她看见他挽着袖子,在那间只有巴掌大的小房间里进进出出,灰尘扬得老高。她不明白祝大少爷放着好好的日子不过,要去收拾那间她都不愿意住的杂货间是要干嘛。
“以后我们就是邻居了,就得互帮互助吧。”
“你想说什么就赶紧说,”乔时安收回脚,但身体依旧挡在门缝处,没什么耐心,“我要睡觉了。”逐客令下得明明白白。
“今天太匆忙,什么都没准备,所以麻烦我的好邻居收留我住一晚,就一晚。”
“什么都没准备你就回自己家睡啊!”乔时安终于忍不住,声音里带上了点恼意。
她实在搞不懂,这人放着城堡一样的大豪宅不住,跑来这破旧城中村,跟她玩什么邻居过家家。

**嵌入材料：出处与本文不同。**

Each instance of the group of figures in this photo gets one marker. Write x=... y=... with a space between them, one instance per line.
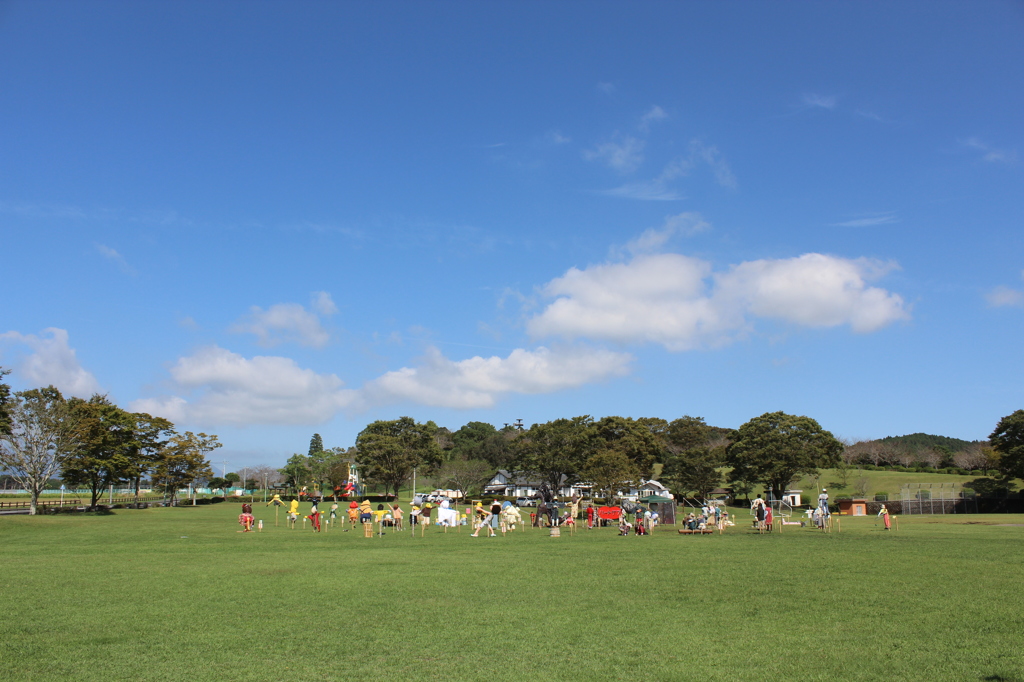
x=643 y=522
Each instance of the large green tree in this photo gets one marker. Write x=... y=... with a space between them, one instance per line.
x=556 y=452
x=610 y=470
x=151 y=436
x=42 y=434
x=183 y=461
x=105 y=449
x=5 y=399
x=634 y=438
x=388 y=451
x=686 y=433
x=1008 y=440
x=774 y=448
x=693 y=471
x=296 y=471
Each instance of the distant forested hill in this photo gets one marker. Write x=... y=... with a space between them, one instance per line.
x=916 y=441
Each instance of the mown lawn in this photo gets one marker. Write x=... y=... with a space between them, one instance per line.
x=176 y=594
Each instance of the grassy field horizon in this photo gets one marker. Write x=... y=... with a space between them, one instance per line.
x=177 y=593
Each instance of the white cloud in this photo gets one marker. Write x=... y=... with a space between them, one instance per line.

“这里就是我家。”祝柏宇看着她,说得异常认真,眼神里没有半分玩笑或戏谑。
他说了要了解她,连同她的生活要重新了解。
看着乔时安短暂的沉默,祝柏宇微微垂下眼睫,低眉顺眼的样子,语气里几乎带上了点可怜巴巴的味道:“你也不忍心看我睡在一个连床铺都没有的硬木板上吧,连个窗户都没有,我死在里面也没人发现……”
乔时安忍不住蹙眉:“别胡说八道。”
她讨厌听到这种话。
祝柏宇再次放软语气,眼睛眨呀眨,在乔时安的眼眸里晃呀晃:“我就在你沙发上睡一晚,你不用担心我会对你做什么。”
他举起一只手,做出保证的姿态。
乔时安抿了抿唇,心里那点烦躁和抗拒,到底被一丝说不清道不明的情绪搅乱了。
最终,她什么也没说,只是有些懊恼地转过身,朝着屋里走了两步,让开了进门的路。她的背影挺直,却透着一股“随你便”的消极抵抗。
闷闷的声音传来,带着没好气的妥协:“把门关好。”随即又立刻补充,“就这一晚!”
作者有话说:此小子他又争又抢又争又抢……[小丑]应该会在十章以内正文完结,本来打算在25年底结束的,但是好像比预想中写长了一点点,嘿嘿。